All good. All true. And yet…
God in new things. I hear those words and I feel the call of adventure. I hear the Spirit whispering to me from the wild, uncharted edges of my life’s well-worn map. The fog at the periphery of my mind’s eye — God is there waiting. Beckoning. Delighting.
This is what I propose: We know God is in all things. And we know, too, those people and places that so readily reveal God to us. Let us then not be afraid to depart for new lands, holy ground of an uncharted sort, and discover what God might hope to reveal to us in people, places, experiences and ways of being that we may have previously overlooked. Places that are uncomfortable, unusual.
God in new things — it’s a directional phrase, a trajectory upon which we might set our lives. “How does this type of bird reveal God? Or that neighbor I’ve only spoken with once? What about that movie I’ve put off watching or that book I left at the bottom of the shelf?” Activities, cuisines, conversations and new forms of prayer — from what new “thing” is God calling you?
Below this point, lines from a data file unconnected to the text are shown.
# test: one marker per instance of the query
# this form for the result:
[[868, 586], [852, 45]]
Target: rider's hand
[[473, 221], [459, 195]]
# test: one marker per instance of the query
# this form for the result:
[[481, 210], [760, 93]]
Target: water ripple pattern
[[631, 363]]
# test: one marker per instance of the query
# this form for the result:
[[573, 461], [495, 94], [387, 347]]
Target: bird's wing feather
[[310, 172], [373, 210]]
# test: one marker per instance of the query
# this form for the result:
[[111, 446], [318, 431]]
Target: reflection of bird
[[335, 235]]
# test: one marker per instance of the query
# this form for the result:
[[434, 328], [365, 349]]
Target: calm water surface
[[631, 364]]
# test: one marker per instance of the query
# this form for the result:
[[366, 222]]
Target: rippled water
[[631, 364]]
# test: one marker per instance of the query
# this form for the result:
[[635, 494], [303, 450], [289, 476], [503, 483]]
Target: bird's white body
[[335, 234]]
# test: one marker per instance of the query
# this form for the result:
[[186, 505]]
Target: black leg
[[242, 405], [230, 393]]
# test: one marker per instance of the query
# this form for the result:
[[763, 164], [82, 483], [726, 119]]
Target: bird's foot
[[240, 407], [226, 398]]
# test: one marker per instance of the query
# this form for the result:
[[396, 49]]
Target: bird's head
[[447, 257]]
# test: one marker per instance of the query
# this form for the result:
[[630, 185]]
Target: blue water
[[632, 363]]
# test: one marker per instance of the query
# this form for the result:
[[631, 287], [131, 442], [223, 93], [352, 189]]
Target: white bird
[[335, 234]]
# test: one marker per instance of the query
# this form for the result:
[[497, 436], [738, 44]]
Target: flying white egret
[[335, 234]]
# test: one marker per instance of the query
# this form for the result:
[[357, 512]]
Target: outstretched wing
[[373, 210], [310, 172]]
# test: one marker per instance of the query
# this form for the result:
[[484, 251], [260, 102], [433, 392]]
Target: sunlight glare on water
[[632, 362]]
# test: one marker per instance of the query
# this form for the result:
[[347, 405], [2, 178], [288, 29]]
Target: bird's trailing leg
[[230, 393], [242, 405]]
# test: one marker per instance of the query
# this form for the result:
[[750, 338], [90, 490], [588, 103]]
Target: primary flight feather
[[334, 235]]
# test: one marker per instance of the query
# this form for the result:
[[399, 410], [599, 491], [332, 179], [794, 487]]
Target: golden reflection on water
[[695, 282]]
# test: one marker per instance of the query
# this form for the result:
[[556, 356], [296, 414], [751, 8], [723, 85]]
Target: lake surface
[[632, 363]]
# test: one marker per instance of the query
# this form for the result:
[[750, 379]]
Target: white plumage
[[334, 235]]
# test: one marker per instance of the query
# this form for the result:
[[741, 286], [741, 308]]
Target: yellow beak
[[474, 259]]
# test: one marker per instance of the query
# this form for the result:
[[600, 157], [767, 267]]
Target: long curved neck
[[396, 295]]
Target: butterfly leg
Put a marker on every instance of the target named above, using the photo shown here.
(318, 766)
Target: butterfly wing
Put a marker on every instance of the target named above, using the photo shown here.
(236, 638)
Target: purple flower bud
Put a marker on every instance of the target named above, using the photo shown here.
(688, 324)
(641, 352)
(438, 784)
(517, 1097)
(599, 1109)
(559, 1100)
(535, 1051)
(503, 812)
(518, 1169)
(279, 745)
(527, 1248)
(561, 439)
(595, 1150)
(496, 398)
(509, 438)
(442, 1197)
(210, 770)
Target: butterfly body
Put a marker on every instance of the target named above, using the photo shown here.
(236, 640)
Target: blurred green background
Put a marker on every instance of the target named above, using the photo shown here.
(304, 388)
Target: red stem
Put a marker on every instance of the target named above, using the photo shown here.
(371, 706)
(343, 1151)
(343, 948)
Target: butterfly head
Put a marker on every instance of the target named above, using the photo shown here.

I wonder, too, if this trajectory-setting phrase might also provide us with a helpful spiritual disposition. As our days are battered with new information and new choices and new stories, instead of turning off and tuning out, might we instead lean into the “new” with a desperate determination to encounter God, even in the most harrowing of moments?
God in all things. God in new things. God in each of us, doing something new. God in each of us, desiring our collaboration.
Will we seek out that new thing God desires for us?